世界中のありとあらゆる物事に魔法が関係し、魔法が社会の根幹となっていったのだから、そうならざるを得なかったのだ。
魔法時代の到来以降、数多に誕生したヒーローたちが当然のように魔法を使うのは、それこそ、魔法が至極当たり前の技術となり、だれもが体得し、駆使することのできる力だからだ。
央都に誕生した数々のヒーローも、魔法を使った。
幸多がヒーロー番組に熱中したのは、やはり、彼らが多種多様な魔法を駆使したからにほかならない。
そして、統魔が幸多ほど熱中しなかったのは、きっと、彼が物心ついたときには呼吸をするように魔法を使えていたからではないか、と、幸多は想像している。統魔にとって魔法は至極当たり前のものであり、技術ですらなかったのだ。
もちろん、高度な魔法となれば、十分な訓練が必要だっただろうが、ヒーローが駆使する魔法は、見た目が派手なだけで魔法技量的には大したものではなかった。
幻想空間上で撮影されているということもあり、相手を傷つけ、死に至らしめかねないような魔法を使ってもなんの問題もないとはいえ、所詮は演出である。そんなものに大それた魔法技量は不要なのだ。
だから、統魔はあまりハマらなかったのではないか。
一方で、幸多は、ハマりにハマった。それこそ、親にヒーローの関連グッズを買って欲しいと駄々《だた》を捏ねて困らせるくらいにだ。

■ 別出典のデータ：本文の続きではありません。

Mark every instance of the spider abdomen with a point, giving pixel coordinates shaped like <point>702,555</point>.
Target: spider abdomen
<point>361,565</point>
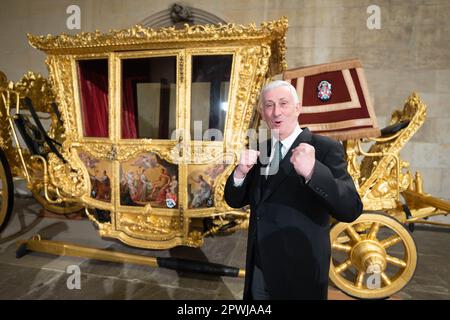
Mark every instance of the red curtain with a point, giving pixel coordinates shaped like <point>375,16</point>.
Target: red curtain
<point>129,108</point>
<point>93,75</point>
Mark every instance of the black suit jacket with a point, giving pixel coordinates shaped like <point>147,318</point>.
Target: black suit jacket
<point>290,220</point>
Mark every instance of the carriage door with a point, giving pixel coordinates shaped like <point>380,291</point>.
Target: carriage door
<point>149,204</point>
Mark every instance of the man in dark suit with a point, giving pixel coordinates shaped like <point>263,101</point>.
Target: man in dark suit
<point>291,201</point>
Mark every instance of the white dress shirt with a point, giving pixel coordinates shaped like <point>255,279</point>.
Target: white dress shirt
<point>285,146</point>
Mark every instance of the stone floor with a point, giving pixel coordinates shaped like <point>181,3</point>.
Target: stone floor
<point>43,276</point>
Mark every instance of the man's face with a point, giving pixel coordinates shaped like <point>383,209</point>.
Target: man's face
<point>280,111</point>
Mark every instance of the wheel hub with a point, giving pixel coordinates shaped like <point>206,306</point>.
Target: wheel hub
<point>368,256</point>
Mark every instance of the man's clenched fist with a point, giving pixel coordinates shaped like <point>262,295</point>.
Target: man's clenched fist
<point>303,158</point>
<point>248,160</point>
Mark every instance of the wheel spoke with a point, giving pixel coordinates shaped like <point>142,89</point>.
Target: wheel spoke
<point>389,242</point>
<point>373,231</point>
<point>351,232</point>
<point>343,266</point>
<point>341,247</point>
<point>396,261</point>
<point>360,279</point>
<point>385,279</point>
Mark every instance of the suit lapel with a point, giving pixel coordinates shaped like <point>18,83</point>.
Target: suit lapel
<point>286,167</point>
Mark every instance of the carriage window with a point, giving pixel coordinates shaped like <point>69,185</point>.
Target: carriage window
<point>148,97</point>
<point>209,96</point>
<point>93,84</point>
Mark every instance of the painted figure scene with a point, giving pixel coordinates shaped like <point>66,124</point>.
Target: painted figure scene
<point>149,179</point>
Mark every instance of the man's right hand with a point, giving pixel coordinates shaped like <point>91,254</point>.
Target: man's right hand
<point>247,161</point>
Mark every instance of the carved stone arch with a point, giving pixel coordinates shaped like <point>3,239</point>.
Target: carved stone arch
<point>177,15</point>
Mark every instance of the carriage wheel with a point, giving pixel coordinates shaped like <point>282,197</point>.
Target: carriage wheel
<point>6,191</point>
<point>373,257</point>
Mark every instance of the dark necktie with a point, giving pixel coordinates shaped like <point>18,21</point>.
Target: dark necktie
<point>275,163</point>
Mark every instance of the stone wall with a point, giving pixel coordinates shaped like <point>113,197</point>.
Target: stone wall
<point>411,51</point>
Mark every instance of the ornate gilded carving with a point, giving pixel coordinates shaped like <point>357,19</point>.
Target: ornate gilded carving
<point>149,226</point>
<point>68,178</point>
<point>381,175</point>
<point>139,36</point>
<point>258,54</point>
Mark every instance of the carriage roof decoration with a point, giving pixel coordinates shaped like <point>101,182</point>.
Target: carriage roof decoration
<point>122,94</point>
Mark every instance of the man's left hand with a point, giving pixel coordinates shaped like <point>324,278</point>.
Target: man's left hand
<point>303,158</point>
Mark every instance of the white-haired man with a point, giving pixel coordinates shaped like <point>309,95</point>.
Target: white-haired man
<point>291,201</point>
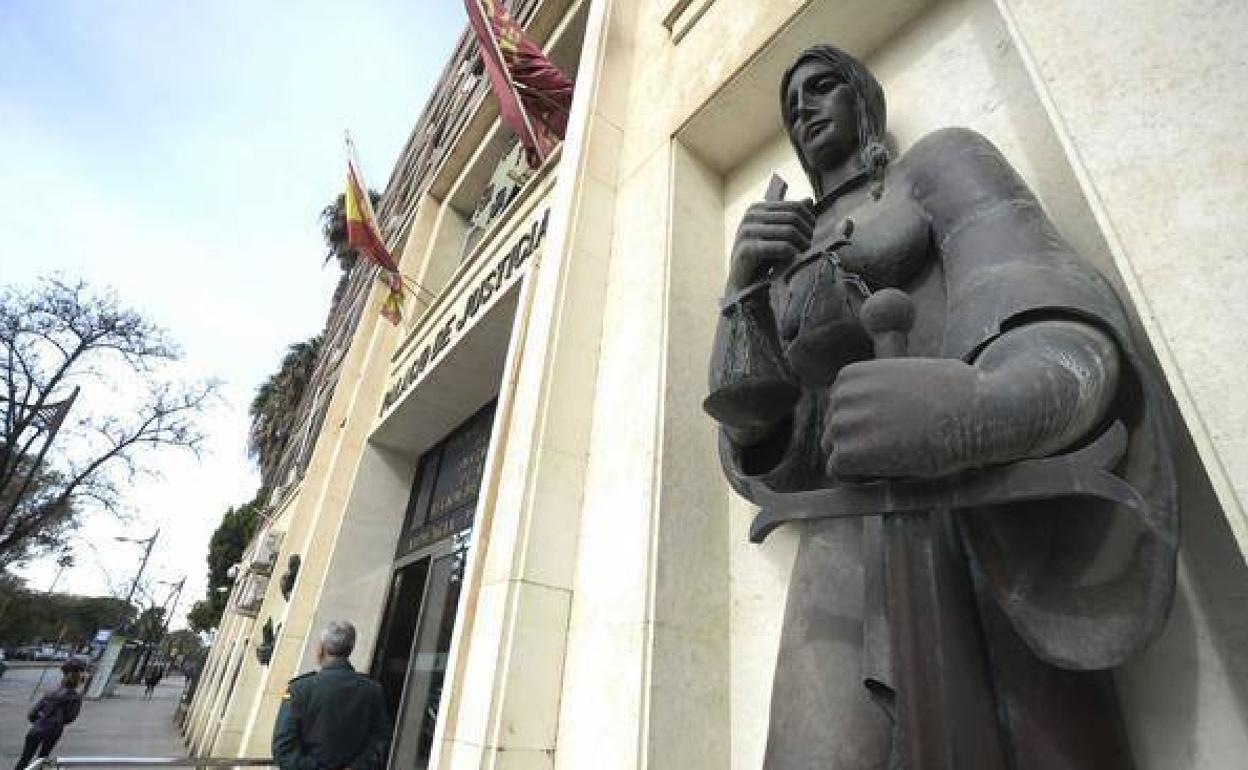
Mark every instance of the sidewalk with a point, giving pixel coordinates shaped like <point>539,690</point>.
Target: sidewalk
<point>124,725</point>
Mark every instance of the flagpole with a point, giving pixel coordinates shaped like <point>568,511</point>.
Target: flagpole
<point>511,85</point>
<point>355,171</point>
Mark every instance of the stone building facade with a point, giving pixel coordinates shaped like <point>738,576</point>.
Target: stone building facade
<point>516,496</point>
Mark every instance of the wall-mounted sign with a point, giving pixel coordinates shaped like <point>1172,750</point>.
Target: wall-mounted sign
<point>447,484</point>
<point>479,290</point>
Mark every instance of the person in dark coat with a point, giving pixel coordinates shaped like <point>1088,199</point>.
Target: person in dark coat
<point>50,715</point>
<point>154,675</point>
<point>333,719</point>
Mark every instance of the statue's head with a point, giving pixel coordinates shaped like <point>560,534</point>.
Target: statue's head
<point>834,111</point>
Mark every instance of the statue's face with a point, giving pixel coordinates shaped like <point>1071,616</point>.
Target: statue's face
<point>823,114</point>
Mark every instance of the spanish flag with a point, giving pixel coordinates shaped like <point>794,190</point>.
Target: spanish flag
<point>533,95</point>
<point>366,237</point>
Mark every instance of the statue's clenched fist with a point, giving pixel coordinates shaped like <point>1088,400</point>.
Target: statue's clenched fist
<point>904,417</point>
<point>770,237</point>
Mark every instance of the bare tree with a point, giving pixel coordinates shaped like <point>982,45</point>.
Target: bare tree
<point>59,337</point>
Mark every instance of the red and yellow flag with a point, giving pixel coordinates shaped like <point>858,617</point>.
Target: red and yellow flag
<point>365,236</point>
<point>533,95</point>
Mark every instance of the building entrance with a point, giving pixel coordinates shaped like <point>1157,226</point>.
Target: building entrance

そんな子供時分を思い出していると、法子が、塔屋から飛び降りてきた。
「どうした? 不満か? 不満ならば直接いうがよい。無理強いをするつもりはないぞ」
「……不満なんかありませんよ。むしろ、嬉しいです」
幸多は、スーツを抱きしめるようにしながら、法子を見た。法子の真紅の瞳は、相も変わらず透き通って美しい。宝石のようだ。
「導士じゃなかったら喜んで着替えたんですけどね」
「……ふむ」
「だからいったでしょう。皆代くんは、導士様で、お忙しい身の上だって」
「しかし……マオーレッドにこれ以上相応しい人材はいないぞ。マオーファイブだぞ、マオーファイブ。五人揃ってマオーファイブなのだが」
幸多が差し出したレッドスーツを仕方なしに受け取った法子は、口惜しそうに彼を見た。幸多のために誂えたバトルスーツは、公表されている彼の体格に合わせている。もし、幸多以外の別人をレッドにするのであれば、一から作り直さなければならない。
それは、まあ、どうでもいいことなのだが。
問題は、マオーレッドに相応しい人材が思いつかないという点であろう。
法子が一人大問題に直面していると、真弥が口を開いた。
「圭悟はどうです?」
「ふむ……」
「おいっ! 真弥!」
「なによ?」
「なんでおれなんだよ!」
「皆代くんが困っているときに助けるのが、親友の役目でしょ?」
「そりゃあそうだが……だったらてめえが立候補しろっつの!」
「なんでよ。レッドでしょ、真っ赤な髪のあんた以外のだれが似合うのよ」
「そ、そりゃあ……」
圭悟がしどろもどろになりながら視線をさ迷わせる様を見て、紗江子と蘭が苦笑し、幸多は笑った。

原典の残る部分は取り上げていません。